Stanisław Bieniasz (ur. 1950 w Zabrzu, zm. tamże w 2001), wyemigrował z Polski w stanie wojennym i przez trzynaście lat mieszkał w RFN; był współpracownikiem rozgłośni Deutschlandfunk i Radia Wolna Europa. Napisał kilka interesujących sztuk teatralnych i telewizyjnych (Urlop zdrowotny, Stary Portfel, Pora zbiorów, Senator) oraz wiele zbiorów opowiadań i kilka powieści, w których sięgał po przypadki własnego losu i opisywał dylematy i dramaty losu człowieka z pogranicza dwu światów, polskiego i niemieckiego – będącego zarazem losem większości jego literackich bohaterów. Ludzi rozdartych między dwie nacje, dwie kultury, dwa tak odmienne światy i style życia, dwa światopoglądy i różne opcje polityczne..

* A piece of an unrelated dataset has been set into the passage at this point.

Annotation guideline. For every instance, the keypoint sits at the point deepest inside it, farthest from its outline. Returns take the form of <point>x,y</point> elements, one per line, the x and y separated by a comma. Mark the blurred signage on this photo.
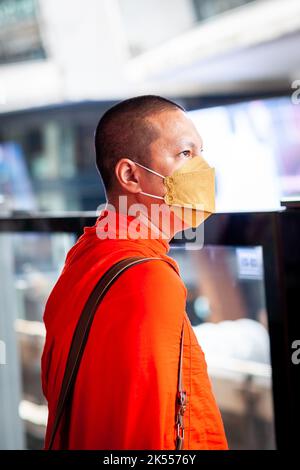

A wszystko skomplikowane jeszcze dodatkowo wydarzeniami na Śląsku, związanymi z wprowadzeniem w Polsce stanu wojennego. Cóż, był Stanisław Bieniasz – jako pisarz – prawdziwym dzieckiem szczęścia. Toż to istna kopalnia tematów, nic tylko czerpać pełnymi garściami. I Bieniasz czerpał rzeczywiście bardzo obficie. Z obu wymienionych wyżej powieści Ucieczka podobała mi się bardziej. Jest to bowiem przede wszystkim znakomite studium psychologiczne, wnikliwy i przejmujący portret człowieka dramatycznie uwikłanego w chorobę alkoholową, Wszystko inne jest tu tylko tłem. Zarówno stan wojenny (akcja właściwa toczy się już w 1983), konflikt narodowego rozdarcia, dramat małżeński czy groteskowe przeżycia bohatera w związku ze złożoną mu – i odrzuconą – propozycją podjęcia pracy w szeregach milicji.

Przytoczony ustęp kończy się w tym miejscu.